Old Changi Hospital sits on a hillside in eastern Singapore, close enough to the modern international airport that you can hear planes overhead. The hospital was built in the 1930s as a British military facility, then served as a POW camp under the Japanese Imperial Army after Singapore fell in February 1942. It was returned to British use after the war, passed through several configurations over the following decades, and was finally closed in 1997. It has been abandoned ever since.

The building’s history runs in two directions simultaneously. Above the surface, it was a place of treatment and care, serving military personnel and their families for decades. Below that surface, it was a site of documented wartime suffering — a place where prisoners of war were held, where the line between hospital and prison blurred under occupation. That dual history is what most visitors describe feeling when they walk the empty corridors: not a single haunting but an accumulation, the sense of a building that has held too many different kinds of pain.

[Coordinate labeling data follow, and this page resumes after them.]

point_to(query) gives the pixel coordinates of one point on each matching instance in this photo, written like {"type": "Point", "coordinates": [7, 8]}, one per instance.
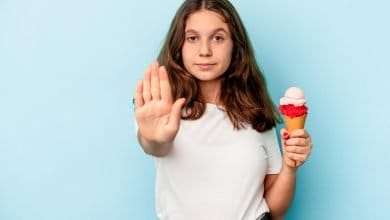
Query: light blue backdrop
{"type": "Point", "coordinates": [67, 75]}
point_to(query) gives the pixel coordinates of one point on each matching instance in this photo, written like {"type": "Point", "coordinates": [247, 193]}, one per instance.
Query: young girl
{"type": "Point", "coordinates": [206, 117]}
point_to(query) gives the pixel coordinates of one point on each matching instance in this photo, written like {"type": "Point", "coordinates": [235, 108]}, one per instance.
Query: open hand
{"type": "Point", "coordinates": [157, 117]}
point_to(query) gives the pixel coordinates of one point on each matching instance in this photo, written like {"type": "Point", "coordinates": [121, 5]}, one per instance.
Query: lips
{"type": "Point", "coordinates": [205, 66]}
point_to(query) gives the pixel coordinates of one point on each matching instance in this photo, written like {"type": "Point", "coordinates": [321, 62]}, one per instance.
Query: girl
{"type": "Point", "coordinates": [206, 117]}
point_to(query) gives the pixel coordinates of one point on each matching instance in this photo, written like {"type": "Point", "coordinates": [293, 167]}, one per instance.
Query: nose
{"type": "Point", "coordinates": [205, 49]}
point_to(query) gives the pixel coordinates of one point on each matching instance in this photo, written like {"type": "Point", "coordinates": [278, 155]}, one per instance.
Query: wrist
{"type": "Point", "coordinates": [288, 170]}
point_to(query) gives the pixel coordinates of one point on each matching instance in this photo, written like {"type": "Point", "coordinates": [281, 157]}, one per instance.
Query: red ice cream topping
{"type": "Point", "coordinates": [293, 111]}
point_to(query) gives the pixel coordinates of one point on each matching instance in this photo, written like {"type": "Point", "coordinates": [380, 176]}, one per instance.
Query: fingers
{"type": "Point", "coordinates": [175, 116]}
{"type": "Point", "coordinates": [146, 86]}
{"type": "Point", "coordinates": [284, 134]}
{"type": "Point", "coordinates": [138, 95]}
{"type": "Point", "coordinates": [155, 81]}
{"type": "Point", "coordinates": [299, 133]}
{"type": "Point", "coordinates": [165, 87]}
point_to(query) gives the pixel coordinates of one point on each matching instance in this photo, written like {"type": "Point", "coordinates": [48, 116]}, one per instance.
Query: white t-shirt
{"type": "Point", "coordinates": [214, 171]}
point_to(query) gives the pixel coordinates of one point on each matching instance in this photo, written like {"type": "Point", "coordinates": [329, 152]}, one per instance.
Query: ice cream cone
{"type": "Point", "coordinates": [293, 123]}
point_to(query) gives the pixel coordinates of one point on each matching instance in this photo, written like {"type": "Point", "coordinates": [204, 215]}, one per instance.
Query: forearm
{"type": "Point", "coordinates": [153, 148]}
{"type": "Point", "coordinates": [280, 195]}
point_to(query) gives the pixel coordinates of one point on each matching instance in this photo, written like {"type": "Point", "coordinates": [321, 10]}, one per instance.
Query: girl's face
{"type": "Point", "coordinates": [207, 48]}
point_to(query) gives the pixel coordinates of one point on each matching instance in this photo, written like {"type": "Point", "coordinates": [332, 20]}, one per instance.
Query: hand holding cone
{"type": "Point", "coordinates": [293, 108]}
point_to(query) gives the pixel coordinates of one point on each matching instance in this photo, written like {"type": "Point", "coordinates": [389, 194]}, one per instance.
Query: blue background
{"type": "Point", "coordinates": [67, 75]}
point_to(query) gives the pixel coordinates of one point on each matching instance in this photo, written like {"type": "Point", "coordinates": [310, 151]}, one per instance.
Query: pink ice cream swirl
{"type": "Point", "coordinates": [293, 104]}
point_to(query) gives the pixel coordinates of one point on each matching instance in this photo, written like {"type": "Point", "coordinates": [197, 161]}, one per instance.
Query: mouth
{"type": "Point", "coordinates": [205, 66]}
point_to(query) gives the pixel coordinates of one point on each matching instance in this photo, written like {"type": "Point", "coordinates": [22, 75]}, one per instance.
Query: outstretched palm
{"type": "Point", "coordinates": [157, 117]}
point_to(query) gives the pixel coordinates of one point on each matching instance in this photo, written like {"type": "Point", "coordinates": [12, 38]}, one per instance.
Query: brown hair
{"type": "Point", "coordinates": [243, 91]}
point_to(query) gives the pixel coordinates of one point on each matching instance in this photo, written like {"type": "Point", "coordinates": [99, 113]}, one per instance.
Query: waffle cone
{"type": "Point", "coordinates": [295, 122]}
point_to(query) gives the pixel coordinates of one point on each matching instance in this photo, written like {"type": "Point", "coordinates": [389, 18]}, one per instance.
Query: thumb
{"type": "Point", "coordinates": [284, 134]}
{"type": "Point", "coordinates": [174, 118]}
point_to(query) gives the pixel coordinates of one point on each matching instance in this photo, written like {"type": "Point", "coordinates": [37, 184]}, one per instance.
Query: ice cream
{"type": "Point", "coordinates": [293, 108]}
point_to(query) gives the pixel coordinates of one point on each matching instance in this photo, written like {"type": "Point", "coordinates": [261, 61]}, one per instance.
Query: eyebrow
{"type": "Point", "coordinates": [214, 31]}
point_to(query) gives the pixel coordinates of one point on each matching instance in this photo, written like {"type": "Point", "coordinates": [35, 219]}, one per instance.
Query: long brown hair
{"type": "Point", "coordinates": [243, 91]}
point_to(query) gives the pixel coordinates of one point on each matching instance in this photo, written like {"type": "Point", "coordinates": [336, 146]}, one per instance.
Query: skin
{"type": "Point", "coordinates": [206, 55]}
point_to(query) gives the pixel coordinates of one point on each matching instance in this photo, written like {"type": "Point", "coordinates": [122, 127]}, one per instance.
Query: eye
{"type": "Point", "coordinates": [218, 38]}
{"type": "Point", "coordinates": [192, 38]}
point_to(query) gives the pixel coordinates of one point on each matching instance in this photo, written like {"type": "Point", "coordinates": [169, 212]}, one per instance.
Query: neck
{"type": "Point", "coordinates": [211, 91]}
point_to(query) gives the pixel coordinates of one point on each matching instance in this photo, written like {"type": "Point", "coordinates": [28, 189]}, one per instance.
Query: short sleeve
{"type": "Point", "coordinates": [274, 157]}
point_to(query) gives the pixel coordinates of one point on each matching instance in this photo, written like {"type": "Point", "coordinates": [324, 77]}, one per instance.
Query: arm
{"type": "Point", "coordinates": [279, 189]}
{"type": "Point", "coordinates": [153, 148]}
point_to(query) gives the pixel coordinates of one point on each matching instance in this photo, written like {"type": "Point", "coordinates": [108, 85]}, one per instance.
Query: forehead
{"type": "Point", "coordinates": [205, 20]}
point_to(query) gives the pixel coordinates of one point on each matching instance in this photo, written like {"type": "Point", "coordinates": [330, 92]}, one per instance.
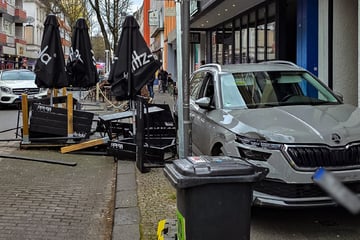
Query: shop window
{"type": "Point", "coordinates": [271, 41]}
{"type": "Point", "coordinates": [261, 29]}
{"type": "Point", "coordinates": [228, 43]}
{"type": "Point", "coordinates": [244, 41]}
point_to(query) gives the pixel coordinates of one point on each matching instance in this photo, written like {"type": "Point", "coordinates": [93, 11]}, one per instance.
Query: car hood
{"type": "Point", "coordinates": [330, 124]}
{"type": "Point", "coordinates": [18, 84]}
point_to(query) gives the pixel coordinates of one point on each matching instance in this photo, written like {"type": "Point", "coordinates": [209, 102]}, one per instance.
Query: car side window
{"type": "Point", "coordinates": [195, 84]}
{"type": "Point", "coordinates": [209, 88]}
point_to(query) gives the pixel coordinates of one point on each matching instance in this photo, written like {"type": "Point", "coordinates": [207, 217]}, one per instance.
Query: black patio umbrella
{"type": "Point", "coordinates": [50, 65]}
{"type": "Point", "coordinates": [81, 67]}
{"type": "Point", "coordinates": [134, 63]}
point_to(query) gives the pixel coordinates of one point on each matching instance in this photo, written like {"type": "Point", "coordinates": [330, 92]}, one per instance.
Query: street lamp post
{"type": "Point", "coordinates": [182, 43]}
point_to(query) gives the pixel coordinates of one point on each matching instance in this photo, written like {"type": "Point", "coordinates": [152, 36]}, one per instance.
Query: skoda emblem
{"type": "Point", "coordinates": [336, 138]}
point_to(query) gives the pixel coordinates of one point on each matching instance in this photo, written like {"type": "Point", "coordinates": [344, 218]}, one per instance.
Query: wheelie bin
{"type": "Point", "coordinates": [214, 196]}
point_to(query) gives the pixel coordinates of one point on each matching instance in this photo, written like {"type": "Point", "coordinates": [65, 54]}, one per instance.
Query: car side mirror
{"type": "Point", "coordinates": [340, 96]}
{"type": "Point", "coordinates": [204, 103]}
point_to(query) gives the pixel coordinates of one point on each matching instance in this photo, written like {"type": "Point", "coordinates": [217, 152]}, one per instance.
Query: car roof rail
{"type": "Point", "coordinates": [281, 62]}
{"type": "Point", "coordinates": [215, 65]}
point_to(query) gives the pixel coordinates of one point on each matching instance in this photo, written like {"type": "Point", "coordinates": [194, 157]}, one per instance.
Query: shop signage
{"type": "Point", "coordinates": [8, 50]}
{"type": "Point", "coordinates": [170, 12]}
{"type": "Point", "coordinates": [20, 49]}
{"type": "Point", "coordinates": [153, 18]}
{"type": "Point", "coordinates": [194, 38]}
{"type": "Point", "coordinates": [194, 7]}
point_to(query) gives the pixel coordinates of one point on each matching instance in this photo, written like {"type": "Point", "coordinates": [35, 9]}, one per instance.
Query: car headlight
{"type": "Point", "coordinates": [43, 90]}
{"type": "Point", "coordinates": [5, 89]}
{"type": "Point", "coordinates": [257, 154]}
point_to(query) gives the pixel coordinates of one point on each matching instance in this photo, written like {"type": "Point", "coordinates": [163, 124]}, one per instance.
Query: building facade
{"type": "Point", "coordinates": [34, 29]}
{"type": "Point", "coordinates": [319, 35]}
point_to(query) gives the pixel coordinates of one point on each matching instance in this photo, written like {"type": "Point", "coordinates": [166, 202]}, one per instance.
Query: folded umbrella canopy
{"type": "Point", "coordinates": [50, 65]}
{"type": "Point", "coordinates": [81, 67]}
{"type": "Point", "coordinates": [134, 63]}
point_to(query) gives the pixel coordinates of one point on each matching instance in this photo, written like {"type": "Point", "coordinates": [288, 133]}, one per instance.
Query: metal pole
{"type": "Point", "coordinates": [181, 150]}
{"type": "Point", "coordinates": [186, 67]}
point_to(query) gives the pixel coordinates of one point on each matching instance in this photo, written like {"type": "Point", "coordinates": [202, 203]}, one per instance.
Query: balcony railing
{"type": "Point", "coordinates": [20, 15]}
{"type": "Point", "coordinates": [3, 38]}
{"type": "Point", "coordinates": [20, 40]}
{"type": "Point", "coordinates": [3, 6]}
{"type": "Point", "coordinates": [10, 10]}
{"type": "Point", "coordinates": [10, 41]}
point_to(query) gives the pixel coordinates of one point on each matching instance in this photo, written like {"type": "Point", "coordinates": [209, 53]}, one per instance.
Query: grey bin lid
{"type": "Point", "coordinates": [200, 170]}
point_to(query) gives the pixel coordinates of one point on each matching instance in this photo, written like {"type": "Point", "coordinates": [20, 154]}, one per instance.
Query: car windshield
{"type": "Point", "coordinates": [17, 75]}
{"type": "Point", "coordinates": [273, 88]}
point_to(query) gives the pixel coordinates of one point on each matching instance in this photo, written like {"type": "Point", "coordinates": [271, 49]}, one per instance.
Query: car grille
{"type": "Point", "coordinates": [29, 91]}
{"type": "Point", "coordinates": [297, 190]}
{"type": "Point", "coordinates": [313, 157]}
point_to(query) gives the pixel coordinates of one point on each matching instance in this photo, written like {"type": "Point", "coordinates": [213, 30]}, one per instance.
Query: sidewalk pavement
{"type": "Point", "coordinates": [47, 201]}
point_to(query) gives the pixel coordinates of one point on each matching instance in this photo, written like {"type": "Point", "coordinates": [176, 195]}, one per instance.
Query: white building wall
{"type": "Point", "coordinates": [345, 55]}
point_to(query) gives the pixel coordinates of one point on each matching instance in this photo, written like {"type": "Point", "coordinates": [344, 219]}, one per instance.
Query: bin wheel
{"type": "Point", "coordinates": [217, 151]}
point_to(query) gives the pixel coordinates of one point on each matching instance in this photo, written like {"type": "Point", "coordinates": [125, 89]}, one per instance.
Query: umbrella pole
{"type": "Point", "coordinates": [51, 96]}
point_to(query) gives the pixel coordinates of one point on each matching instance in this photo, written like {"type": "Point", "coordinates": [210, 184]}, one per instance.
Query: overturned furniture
{"type": "Point", "coordinates": [159, 135]}
{"type": "Point", "coordinates": [46, 125]}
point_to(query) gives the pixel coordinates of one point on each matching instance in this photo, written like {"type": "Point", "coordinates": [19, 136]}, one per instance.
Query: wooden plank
{"type": "Point", "coordinates": [87, 144]}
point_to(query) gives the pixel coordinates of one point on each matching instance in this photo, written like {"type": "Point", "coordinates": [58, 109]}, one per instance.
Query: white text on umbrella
{"type": "Point", "coordinates": [139, 61]}
{"type": "Point", "coordinates": [44, 57]}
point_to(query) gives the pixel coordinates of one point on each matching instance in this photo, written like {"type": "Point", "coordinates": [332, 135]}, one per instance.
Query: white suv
{"type": "Point", "coordinates": [13, 83]}
{"type": "Point", "coordinates": [279, 116]}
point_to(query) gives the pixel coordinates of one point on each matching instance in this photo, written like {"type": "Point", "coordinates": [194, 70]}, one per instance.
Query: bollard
{"type": "Point", "coordinates": [25, 117]}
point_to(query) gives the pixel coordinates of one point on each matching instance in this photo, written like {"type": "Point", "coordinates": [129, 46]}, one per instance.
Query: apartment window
{"type": "Point", "coordinates": [249, 37]}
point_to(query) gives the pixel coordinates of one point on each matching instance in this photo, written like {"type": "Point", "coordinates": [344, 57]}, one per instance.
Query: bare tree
{"type": "Point", "coordinates": [72, 9]}
{"type": "Point", "coordinates": [110, 15]}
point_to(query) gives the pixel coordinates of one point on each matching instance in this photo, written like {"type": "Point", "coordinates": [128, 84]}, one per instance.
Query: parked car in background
{"type": "Point", "coordinates": [13, 83]}
{"type": "Point", "coordinates": [279, 116]}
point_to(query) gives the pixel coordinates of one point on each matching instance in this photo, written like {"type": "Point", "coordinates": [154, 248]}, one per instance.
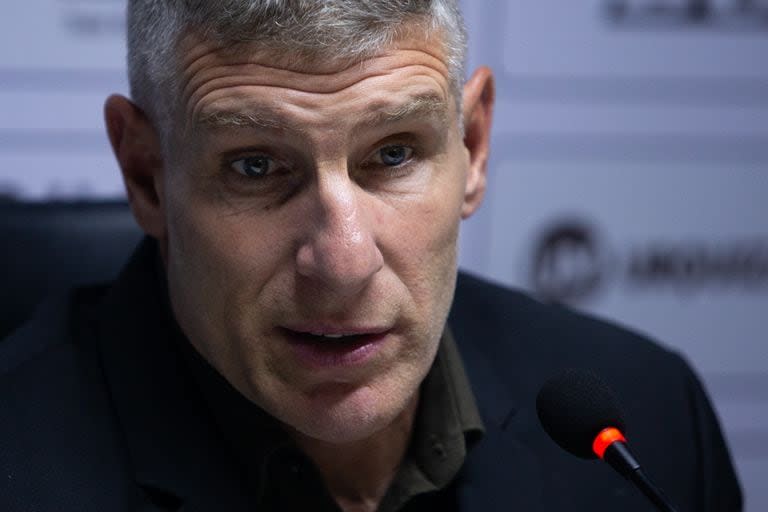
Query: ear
{"type": "Point", "coordinates": [137, 148]}
{"type": "Point", "coordinates": [477, 106]}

Singapore’s government has repeatedly considered redeveloping the site, and proposals have come and gone without breaking ground. In the meantime the complex remains fenced and guarded, officially inaccessible, which has only deepened its reputation. Ghost tours operate nearby. The abandoned buildings appear in local horror films and television series. Singaporeans of several generations have grown up treating Old Changi Hospital as their country’s definitive haunted place — the one location, in a city otherwise defined by order and efficiency, where the past refuses to be cleared away.

Story Source: Podcast titled “Old Changi Hospital” (Haunted Places, 2018)

Address: Old Changi Hospital, 9 Netheravon Road, Singapore 508914

Accessibility Rating: No Public Access — Private property, active restricted site, or location no longer physically accessible to visitors.

Google Map

What Others Have Experienced

During a guided walking tour, observers noted a piece of white cloth inside the building moving steadily while all the surrounding plants remained perfectly still. The group later confirmed the anomaly on video footage.

— from Mothership.sg

Even before any paranormal activity occurred, the reporter described the building as radiating a quality that was impossible to put into words — a structure frozen in time, exuding deep unease. The smell of burning offerings drifting through the air only deepened the sense of dread.

— from Mothership.sg

EMF readings taken near the entrance gate behaved in ways the writer had not encountered at any other location. A ghost-hunting app produced the words “Clap” and “Burning Skin” unprompted, adding to an already unsettling atmosphere.

— from Wonderwall.sg

Simply approaching the gate causes an automated police announcement to play, warning against trespassing. The writer left almost immediately but reported feeling an unusual heaviness in their shoulders that persisted for days afterward.

— from Wonderwall.sg

Visitors consistently report unexplained footsteps echoing through empty corridors, doors swinging open and shut on their own, shadowy figures moving through darkened rooms, and electronic devices malfunctioning the moment they near the building.